3.1. Learned Senior Counsel appearing on behalf of the appellant submitted that no notice was issued by the first respondent before cancellation of contract for production of dimensional granite blocks and no fault on the part of the appellant for stopping the production was stated in the letter dated 19.09.2022.

                     3.2. It is further submitted that in the cancellation order dated 23.06.2023, it is stated that buyers have not come forward to buy materials, as the dimensional granite blocks produced are having defects like predominant of uneven of white specks spread over entire dyke which is inherent defects notice in the raw blocks as well as finished Granite Blocks/slabs. He added that from the order of cancellation itself it is clear that the first respondent stopped the quarry operation due to inherent defects.

                     3.3. It is further submitted that the reasons that weighed with the learned Single Judge are based on the counter affidavit filed by the respondents and such reason does not find place in the cancellation order. The respondents cannot improve their case based on the counter affidavit.

4.1. Mr.B.Vijay, learned counsel for the respondents, submitted that dimensions of the granite blocks have been specified by the respondents in the agreement itself and the appellant did not produce granite blocks as per the dimensions specified and failed to achieve the minimum target prescribed under the contract.

                     4.2. It is further submitted that though the granite blocks produced by the appellant did not satisfy the requirements under the contract, the respondents paid 50% of the bill amount by taking a lenient view. It is added that there are discrepancies in the invoices raised by the appellant in terms of quantity and quality, and the dispute raised by the appellant for non-payment of bills requires to be adjudicated by letting in evidence before the civil court.

5. We have heard learned counsel for the parties and given our anxious consideration to the submissions advanced.

6. To decide the issue involved in this case, it is seemly to refer to relevant portion of the cancellation order dated 23.06.2023, which reads thus:

                     “2. Since the dimensional granite blocks produced are having defects like predominant of uneven of white white specks spread over entire dyke which is inherent defects notice in the raw blocks as well as finished granite blocks/slabs, which resulted in lack of demand for the product and subsequent continuous production had resulted in stock accumulation.

                     3. Hence, TAMIN had invoked clause 7(xxviii) and had issued a Order No.Rc.No.1512/D/2022-1, dated 19.09.2022 which was a temporary work stoppage order directing you to stop any further work in the designated quarry w.e.f. 30.09.2022, which was adhered by you and Rs.50,49,783/- (Rupees Fifty Lakhs Forty Nine Thousand Seven Hundred and Eighty Three only) of the TLC payment due to you was released on various dates even though the blocks were not approved by the tender buyers and other buyers are not willing to buy the material.

                     4. We, under the power vested under Section 8(ii) of the Total Labour Contract Agreement dated 04.07.2021, the competent authority had decided to cancel the tender awarded to your from w.e.f. 20.06.2023 as there was no improvement of sale of granite extracted by you at the subject quarry.

                     5. However, it has been decided to repay the Security Deposit amount of Rs.5,90,000/- (Rupees Five lakhs and ninety thousand only) to you as the product extracted by you were not saleable ones.

                     6. Hence, in the light of above situations, the Total Labour Contract awarded to you for production of quality granite blocks in Sudanur SF.No.1 Black Granite Quarry demarcated portion Pit-B is hereby cancelled as per agreement conditions stated above.”

                     [emphasis supplied]

7. From the aforesaid order, it is clear as day that the reason for cancellation is inherent defects noticed in the raw blocks.
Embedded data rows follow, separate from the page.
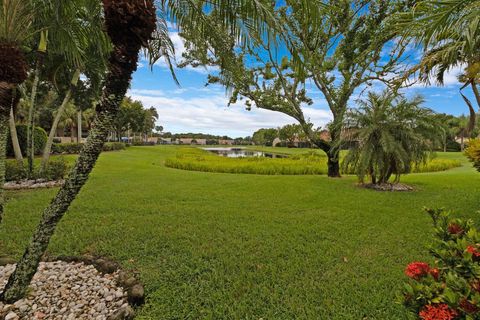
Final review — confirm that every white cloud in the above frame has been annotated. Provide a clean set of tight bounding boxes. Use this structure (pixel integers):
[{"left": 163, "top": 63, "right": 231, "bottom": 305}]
[
  {"left": 407, "top": 65, "right": 465, "bottom": 88},
  {"left": 155, "top": 31, "right": 218, "bottom": 75},
  {"left": 125, "top": 90, "right": 332, "bottom": 137}
]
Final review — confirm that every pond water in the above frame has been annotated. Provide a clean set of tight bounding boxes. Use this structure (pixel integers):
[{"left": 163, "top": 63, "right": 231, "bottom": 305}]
[{"left": 204, "top": 148, "right": 288, "bottom": 158}]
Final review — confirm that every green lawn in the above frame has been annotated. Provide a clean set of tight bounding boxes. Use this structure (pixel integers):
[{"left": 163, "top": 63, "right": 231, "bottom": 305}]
[{"left": 0, "top": 146, "right": 480, "bottom": 320}]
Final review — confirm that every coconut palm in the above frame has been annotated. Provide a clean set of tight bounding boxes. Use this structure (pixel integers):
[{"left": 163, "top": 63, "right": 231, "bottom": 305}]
[
  {"left": 0, "top": 0, "right": 32, "bottom": 222},
  {"left": 0, "top": 0, "right": 282, "bottom": 302},
  {"left": 27, "top": 0, "right": 109, "bottom": 172},
  {"left": 342, "top": 92, "right": 440, "bottom": 184},
  {"left": 400, "top": 0, "right": 480, "bottom": 131}
]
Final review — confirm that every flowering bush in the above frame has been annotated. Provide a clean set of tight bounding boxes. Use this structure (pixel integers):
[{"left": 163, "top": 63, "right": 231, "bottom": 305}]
[{"left": 400, "top": 209, "right": 480, "bottom": 320}]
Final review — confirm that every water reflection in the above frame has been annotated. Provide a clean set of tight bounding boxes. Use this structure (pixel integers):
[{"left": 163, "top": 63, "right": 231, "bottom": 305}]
[{"left": 204, "top": 148, "right": 287, "bottom": 158}]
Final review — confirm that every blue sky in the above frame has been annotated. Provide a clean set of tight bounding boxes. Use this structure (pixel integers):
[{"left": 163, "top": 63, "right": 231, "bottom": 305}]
[{"left": 128, "top": 32, "right": 473, "bottom": 137}]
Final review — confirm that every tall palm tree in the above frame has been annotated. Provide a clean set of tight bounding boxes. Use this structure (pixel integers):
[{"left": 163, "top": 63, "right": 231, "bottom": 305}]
[
  {"left": 0, "top": 0, "right": 32, "bottom": 222},
  {"left": 0, "top": 0, "right": 280, "bottom": 303},
  {"left": 1, "top": 0, "right": 156, "bottom": 302},
  {"left": 343, "top": 92, "right": 439, "bottom": 184},
  {"left": 27, "top": 0, "right": 108, "bottom": 172}
]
For passing the said order, the respondents have invoked Clause 8(ii) of the contract, which empowers the respondents to withdraw/cancel the Contractor, if not satisfied with the performance during the contract period.

8. Even as per the earlier communication dated 19.9.2022, the respondents have requested the appellant to stop the quarrying work as the granite blocks produced by the appellant have been stagnated in the quarry due to non-approval of tender buyers and other buyers due to predominant and uneven white specks.
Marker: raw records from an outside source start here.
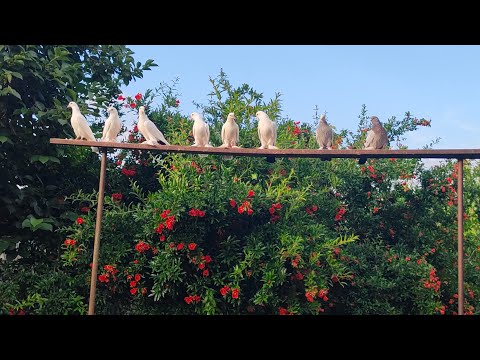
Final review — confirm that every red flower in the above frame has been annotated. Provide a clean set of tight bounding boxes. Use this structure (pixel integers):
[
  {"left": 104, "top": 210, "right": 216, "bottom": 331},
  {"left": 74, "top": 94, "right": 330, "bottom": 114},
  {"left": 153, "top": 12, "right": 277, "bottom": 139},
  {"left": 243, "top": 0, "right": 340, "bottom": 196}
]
[
  {"left": 112, "top": 193, "right": 123, "bottom": 201},
  {"left": 135, "top": 241, "right": 150, "bottom": 253},
  {"left": 63, "top": 239, "right": 76, "bottom": 246},
  {"left": 220, "top": 285, "right": 230, "bottom": 296},
  {"left": 165, "top": 216, "right": 175, "bottom": 230},
  {"left": 160, "top": 210, "right": 170, "bottom": 219},
  {"left": 98, "top": 274, "right": 109, "bottom": 282},
  {"left": 155, "top": 223, "right": 165, "bottom": 234}
]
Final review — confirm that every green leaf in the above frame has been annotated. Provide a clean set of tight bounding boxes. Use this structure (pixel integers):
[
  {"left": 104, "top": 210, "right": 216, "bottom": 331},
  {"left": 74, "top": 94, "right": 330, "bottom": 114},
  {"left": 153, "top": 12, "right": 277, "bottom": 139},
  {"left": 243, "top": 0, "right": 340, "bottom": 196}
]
[
  {"left": 4, "top": 86, "right": 22, "bottom": 100},
  {"left": 30, "top": 217, "right": 43, "bottom": 228}
]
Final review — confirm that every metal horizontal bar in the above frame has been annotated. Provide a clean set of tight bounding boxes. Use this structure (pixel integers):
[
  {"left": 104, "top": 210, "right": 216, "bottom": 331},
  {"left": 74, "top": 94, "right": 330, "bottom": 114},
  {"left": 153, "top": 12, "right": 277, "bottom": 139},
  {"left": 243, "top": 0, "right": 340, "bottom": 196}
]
[{"left": 50, "top": 138, "right": 480, "bottom": 159}]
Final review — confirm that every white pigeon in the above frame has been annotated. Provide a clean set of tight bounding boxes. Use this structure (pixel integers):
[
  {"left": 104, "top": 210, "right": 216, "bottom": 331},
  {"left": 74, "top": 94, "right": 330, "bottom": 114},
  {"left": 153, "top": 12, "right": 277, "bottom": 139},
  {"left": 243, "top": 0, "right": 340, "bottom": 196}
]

9. In none of the proceedings issued by the respondents, any reason is ascribed to the appellant for non-compliance of any of the terms of the contract entered into between the parties. All of a sudden, the respondents have cancelled the contract and have withheld 50% payment and it is stated by the learned Senior Counsel for the appellant that the machinery of the appellant is still at the quarry site.

10. In the order dated 23.6.2023 passed by the second respondent, there is no reason pointing out any lapse on the part of the appellant. All that has been stated is “Since the dimensional granite blocks produced are having defects like predominant of uneven of white white specks spread over entire dyke which is inherent defects notice in the raw blocks as well as finished granite blocks/slabs, which resulted in lack of demand for the product and subsequent continuous production had resulted in stock accumulation”. Moreover, it is stated that “the competent authority had decided to cancel the tender awarded to your from w.e.f. 20.06.2023 as there was no improvement of sale of granite extracted by you at the subject quarry”.
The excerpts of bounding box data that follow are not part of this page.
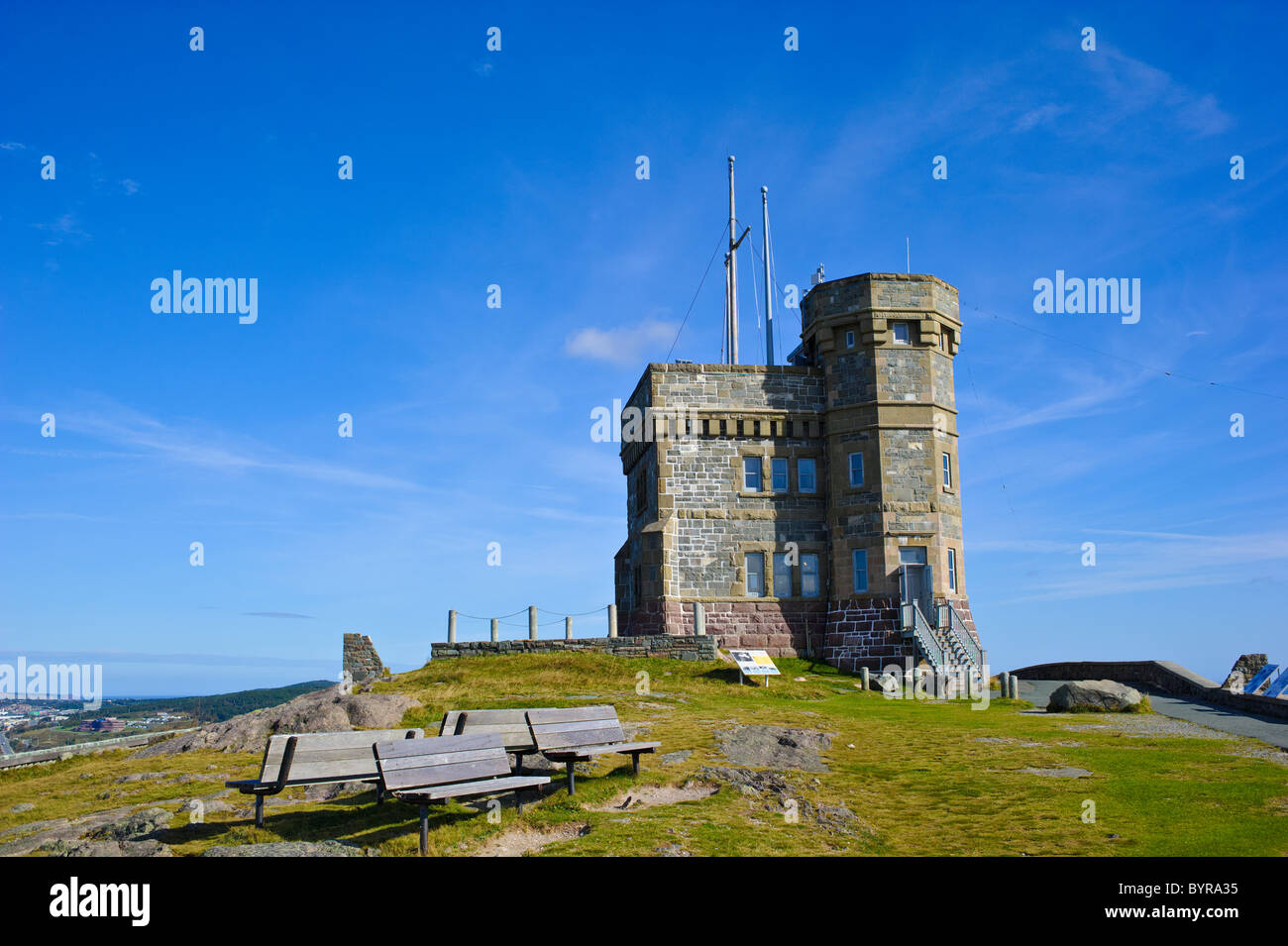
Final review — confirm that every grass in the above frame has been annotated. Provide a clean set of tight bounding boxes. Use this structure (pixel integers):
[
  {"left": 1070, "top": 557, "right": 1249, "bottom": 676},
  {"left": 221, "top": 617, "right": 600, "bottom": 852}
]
[{"left": 0, "top": 654, "right": 1288, "bottom": 856}]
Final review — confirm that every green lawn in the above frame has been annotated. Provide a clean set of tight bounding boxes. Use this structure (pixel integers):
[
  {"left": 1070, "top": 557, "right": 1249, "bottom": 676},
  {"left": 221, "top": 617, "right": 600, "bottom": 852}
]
[{"left": 0, "top": 654, "right": 1288, "bottom": 856}]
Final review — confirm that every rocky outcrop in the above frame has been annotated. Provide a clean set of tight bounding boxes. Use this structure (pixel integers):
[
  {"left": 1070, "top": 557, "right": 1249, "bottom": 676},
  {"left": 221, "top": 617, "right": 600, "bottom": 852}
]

11. The requirement to record reasons is fundamental to the doctrine of fairness and serves as an essential safeguard against the arbitrary exercise of administrative power. To ensure that decisions are based on relevant grounds, rather than extraneous factors, recording of reasons is essential, as it upholds the principle that justice must not only be done but must also be seen to be done. This practice has become an indispensable component of the decision-making process, acting as a vital element of "due process" that validates the exercise of authority.

12. In the present case, the counter affidavit of the respondents filed in the writ petition alleges that the appellant failed to produce the required quantity of defect-free saleable granite blocks, and that a "lenient" decision was taken to release only 50% of the payment. However, such justification is absent in the order impugned in the writ petition. This discrepancy highlights a significant gap between the administrative decision to cancel the contract and the subsequent legal pleadings, as the specific reasons for withholding payment were never formally communicated in the decision of the respondents.

13. The Supreme Court in Mohinder Singh Gill v. Chief Election Commissioner((1978) 1 SCC 405), emphatically held that that when an authority makes an order based on certain grounds, its validity must be judged by the reasons so mentioned and it cannot be supplemented by fresh reasons in the shape of affidavit or otherwise. Or else, an order which was bad in the beginning, may, by the time it comes to court on account of a challenge, get validated by additional grounds later brought out in the counter affidavit.

14. For the foregoing reasons, we allow of the appeal with the following directions:

                     (i) The order dated 31.7.2025 passed by the learned Single Judge is set aside;

                     (ii) The order dated 23.6.2023 impugned in the writ petition is set aside and the matter is remanded to the second respondent;

                     (iii) The second respondent is directed to afford an opportunity of hearing to the appellant and consider all his claims in the light of documents, if any submitted, including the claims pertaining to pending bills and machinery, in accordance with law and pass a speaking order and communicate the same to the appellant; and

                     (iii) The entire exercise shall be completed by the second respondent within a period of four weeks from the date of receipt of a copy of this order.

There shall be no order as to costs. Consequently, interim applications stand closed.